На них с Акимкой, впрочем, никто не обращал внимания. У горожан после ночного пожара было полно своих забот. Повсюду стучали топоры, люди разгребали обгорелые брёвна, наскоро сооружая для себя временное жильё.

   — Ты вот чего, — сказал Акимка. — Что ты григорьевская, не говори никому. Спросит кто, отвечай, что сирота, в Новогороде от москвичей спасалась, а батька с мамкой померли.

   — Оно так и есть, и лгать не надо, — тихо вымолвила Ольга.

   — Ну и хорошо, — с нарочитой бодростью сказал Акимка, даже не задумываясь о неуместности своих слов. Но Ольга слишком была погружена в свои мысли, чтобы это заметить.

На подходе к своему двору Акимка замедлил шаг, наконец вовсе остановился и присвистнул. Действительно, минувшей ночью последствия пожара отчасти скрывала тьма, но сейчас ему воочию открылась бедственная картина их пепелища. Сгорело всё: изба, сенник, банька, даже заборчик вдоль улицы.

«Это ж сколько робить нать, чтоб к зиме крыша над головой была!..» — ахнул он про себя.

   — Акимка, стервец ты этакий! — закричал, увидев его, Захар. — Где по сию пору шатался? На Москву после полудни отбывай, а тебя нету!

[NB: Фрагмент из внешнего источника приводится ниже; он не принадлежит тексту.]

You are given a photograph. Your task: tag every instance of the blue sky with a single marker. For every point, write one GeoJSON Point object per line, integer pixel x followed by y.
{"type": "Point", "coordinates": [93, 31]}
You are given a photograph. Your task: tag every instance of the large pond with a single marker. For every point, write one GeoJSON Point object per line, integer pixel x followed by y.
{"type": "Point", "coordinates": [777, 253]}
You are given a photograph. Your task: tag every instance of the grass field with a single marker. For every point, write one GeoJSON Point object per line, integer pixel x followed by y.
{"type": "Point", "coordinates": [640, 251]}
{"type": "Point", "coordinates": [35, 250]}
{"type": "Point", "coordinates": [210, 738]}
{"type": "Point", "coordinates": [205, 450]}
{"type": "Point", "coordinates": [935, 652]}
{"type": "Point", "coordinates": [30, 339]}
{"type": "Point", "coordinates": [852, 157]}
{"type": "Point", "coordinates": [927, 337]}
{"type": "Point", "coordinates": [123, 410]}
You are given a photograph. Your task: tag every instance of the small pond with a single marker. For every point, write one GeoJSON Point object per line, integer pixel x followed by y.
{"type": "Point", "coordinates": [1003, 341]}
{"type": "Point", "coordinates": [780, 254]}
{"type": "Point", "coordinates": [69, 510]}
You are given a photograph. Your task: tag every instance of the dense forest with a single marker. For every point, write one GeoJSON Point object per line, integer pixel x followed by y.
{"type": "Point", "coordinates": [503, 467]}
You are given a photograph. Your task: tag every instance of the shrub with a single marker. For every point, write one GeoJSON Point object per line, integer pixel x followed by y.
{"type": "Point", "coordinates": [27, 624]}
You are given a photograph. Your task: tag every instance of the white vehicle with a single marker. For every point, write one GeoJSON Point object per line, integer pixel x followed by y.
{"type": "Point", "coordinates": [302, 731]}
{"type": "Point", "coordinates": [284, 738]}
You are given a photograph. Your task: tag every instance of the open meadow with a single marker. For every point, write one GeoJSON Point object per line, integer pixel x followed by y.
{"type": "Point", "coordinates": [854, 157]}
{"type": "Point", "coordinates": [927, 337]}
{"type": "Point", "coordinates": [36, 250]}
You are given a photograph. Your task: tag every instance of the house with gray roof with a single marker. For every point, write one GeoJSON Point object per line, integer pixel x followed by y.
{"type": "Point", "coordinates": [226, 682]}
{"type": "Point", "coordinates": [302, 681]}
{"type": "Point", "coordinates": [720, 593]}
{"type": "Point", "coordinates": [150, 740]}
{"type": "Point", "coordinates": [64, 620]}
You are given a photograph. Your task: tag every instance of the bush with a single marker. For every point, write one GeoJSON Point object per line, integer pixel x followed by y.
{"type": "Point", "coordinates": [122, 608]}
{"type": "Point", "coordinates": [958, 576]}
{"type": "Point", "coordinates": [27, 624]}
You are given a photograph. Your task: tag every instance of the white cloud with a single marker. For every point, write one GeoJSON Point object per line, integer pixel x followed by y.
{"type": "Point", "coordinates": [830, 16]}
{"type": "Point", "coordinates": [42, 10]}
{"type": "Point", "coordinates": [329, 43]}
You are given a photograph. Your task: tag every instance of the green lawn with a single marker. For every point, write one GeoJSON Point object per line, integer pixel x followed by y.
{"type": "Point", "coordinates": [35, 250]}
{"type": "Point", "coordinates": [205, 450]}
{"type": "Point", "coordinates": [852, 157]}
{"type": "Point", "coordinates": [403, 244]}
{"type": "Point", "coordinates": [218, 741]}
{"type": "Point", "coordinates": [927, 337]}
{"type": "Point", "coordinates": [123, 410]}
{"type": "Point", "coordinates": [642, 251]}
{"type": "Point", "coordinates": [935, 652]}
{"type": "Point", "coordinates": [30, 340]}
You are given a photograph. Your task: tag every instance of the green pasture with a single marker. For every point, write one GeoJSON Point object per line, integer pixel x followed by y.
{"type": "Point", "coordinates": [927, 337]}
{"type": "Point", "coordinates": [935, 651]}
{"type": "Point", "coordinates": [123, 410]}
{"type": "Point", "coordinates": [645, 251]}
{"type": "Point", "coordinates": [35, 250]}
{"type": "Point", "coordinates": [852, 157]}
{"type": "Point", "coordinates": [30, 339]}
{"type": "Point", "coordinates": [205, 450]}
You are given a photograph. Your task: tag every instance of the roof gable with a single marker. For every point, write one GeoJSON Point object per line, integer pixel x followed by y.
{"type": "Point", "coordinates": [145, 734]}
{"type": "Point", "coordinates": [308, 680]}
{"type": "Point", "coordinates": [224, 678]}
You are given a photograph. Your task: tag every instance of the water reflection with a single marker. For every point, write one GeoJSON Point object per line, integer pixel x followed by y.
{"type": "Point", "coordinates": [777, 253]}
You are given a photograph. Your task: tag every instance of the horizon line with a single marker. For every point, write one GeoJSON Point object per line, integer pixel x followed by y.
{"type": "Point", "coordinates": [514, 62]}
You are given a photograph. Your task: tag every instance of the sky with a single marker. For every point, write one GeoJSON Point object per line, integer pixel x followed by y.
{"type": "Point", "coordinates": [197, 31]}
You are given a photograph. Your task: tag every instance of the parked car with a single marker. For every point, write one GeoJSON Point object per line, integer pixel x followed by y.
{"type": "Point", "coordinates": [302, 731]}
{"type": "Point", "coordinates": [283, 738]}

   — Дак я ж у Борецких заночевал, — развёл Акимка руками.

   — А потом? One сами, чай, так не дрыхнут, как ты! Никита давеча проскакал, даже не остановился. И не взглянул.

   — А мать где? — спросил Акимка отца.

   — Козу пошла продавать. Куды ж нам козу в даль таку тащить! Узлы вон вяжи.

   — Этот, что ль, сын? — обратился к Захару явно нездешний человек, на которого Акимка поначалу не обратил внимания. На нём был суконный терлик, пошитый добротно, но без лишнего щегольства, и жёлтые сапоги с загнутыми носками, которые запачкала сажа. Видно было, что он находится на службе, и, судя по выговору, на службе московской.

   — Ну так я ж и баял тебе! — ответил Захар.

   — Что ты баял, это одно, а мне своими глазами удостовериться велено, чтоб дармоедов лишних не везти. И так уже телег не хватает.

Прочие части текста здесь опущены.